One of the most common prescription drugs in America – levothyroxine – is used by people with underactive thyroid glands, also known as hypothyroidism. However, a new study by Mayo Clinic researchers says the majority of people were initiated on levothyroxine for mild subclinical hypothyroidism or for no apparent thyroid dysfunction. These results, published in JAMA Internal Medicine, suggest significant overuse of levothyroxine.
Mayo researchers and colleagues examined retrospective, deidentified case data using the OptumLabs Data Warehouse, which includes insured and Medicare Advantage patients. For the ten years between 2008 and 2018, 58,706 patients began using levothyroxine and have full thyroid tests available before initiation. Among these patients, about half started levothyroxine for mild subclinical hypothyroidism and about a third started without the evidence of thyroid dysfunction.
The researchers stated that “Frequent initiation of levothyroxine in patients with mild subclinical hypothyroidism is at odds with evidence demonstrating no significant impact of levothyroxine replacement on measures of health-related quality of life, thyroid-related symptoms, depressive symptoms, fatigue or cognitive function.”
“Our data also suggest that a significant proportion of adults initiating levothyroxine do so when thyroid hormone levels are within the normal range,” says Juan P. Brito, M.D., Mayo Clinic endocrinologist and first author of the study. “Since this is the first study to describe this potentially inappropriate levothyroxine use, our findings need to be corroborated by subsequent studies.”
Dr. Brito also says that patients taking levothyroxine need to accommodate into their routine taking the pill 30–60 min before a meal, monitoring the effects, and complying with clinic and laboratory visits to titrate the dose. He mentioned that some studies have estimated that the treatment and monitoring amount to about $1600 to $1800 a year for a typical patient on levothyroxine.

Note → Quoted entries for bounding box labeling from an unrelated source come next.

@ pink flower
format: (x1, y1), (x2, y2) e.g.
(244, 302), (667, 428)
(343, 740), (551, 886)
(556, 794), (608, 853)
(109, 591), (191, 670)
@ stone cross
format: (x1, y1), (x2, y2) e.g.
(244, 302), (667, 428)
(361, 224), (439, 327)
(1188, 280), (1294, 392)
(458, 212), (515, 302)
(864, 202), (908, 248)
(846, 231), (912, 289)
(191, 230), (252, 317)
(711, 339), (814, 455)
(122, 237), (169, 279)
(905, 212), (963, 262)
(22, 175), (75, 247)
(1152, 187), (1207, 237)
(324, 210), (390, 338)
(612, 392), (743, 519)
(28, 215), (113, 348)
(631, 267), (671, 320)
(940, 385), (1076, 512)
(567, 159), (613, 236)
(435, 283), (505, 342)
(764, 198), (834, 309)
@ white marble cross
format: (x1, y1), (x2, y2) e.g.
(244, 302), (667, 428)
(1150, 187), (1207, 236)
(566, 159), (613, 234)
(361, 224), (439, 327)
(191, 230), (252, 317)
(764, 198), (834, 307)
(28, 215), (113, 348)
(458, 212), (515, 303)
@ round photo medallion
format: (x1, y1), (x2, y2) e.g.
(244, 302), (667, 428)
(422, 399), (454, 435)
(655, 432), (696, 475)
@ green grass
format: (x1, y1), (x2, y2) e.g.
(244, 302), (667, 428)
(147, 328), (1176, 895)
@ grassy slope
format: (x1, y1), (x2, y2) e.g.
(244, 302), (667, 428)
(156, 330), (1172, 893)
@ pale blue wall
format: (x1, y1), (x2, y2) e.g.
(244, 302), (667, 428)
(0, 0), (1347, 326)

The researchers say their results suggest substantial overuse of levothyroxine during the entire duration of the study, meaning there are significant opportunities to improve care. For instance, Dr. Brito suggests revising the current guideline recommendations for the use of levothyroxine for patients with mild subclinical hypothyroidism and to educate clinicians about the lack of effect of levothyroxine in patients without any evidence of thyroid dysfunction.
The study was supported by Mayo Clinic's Robert D. and Patricia E. Kern Center for the Science of Health Care Delivery.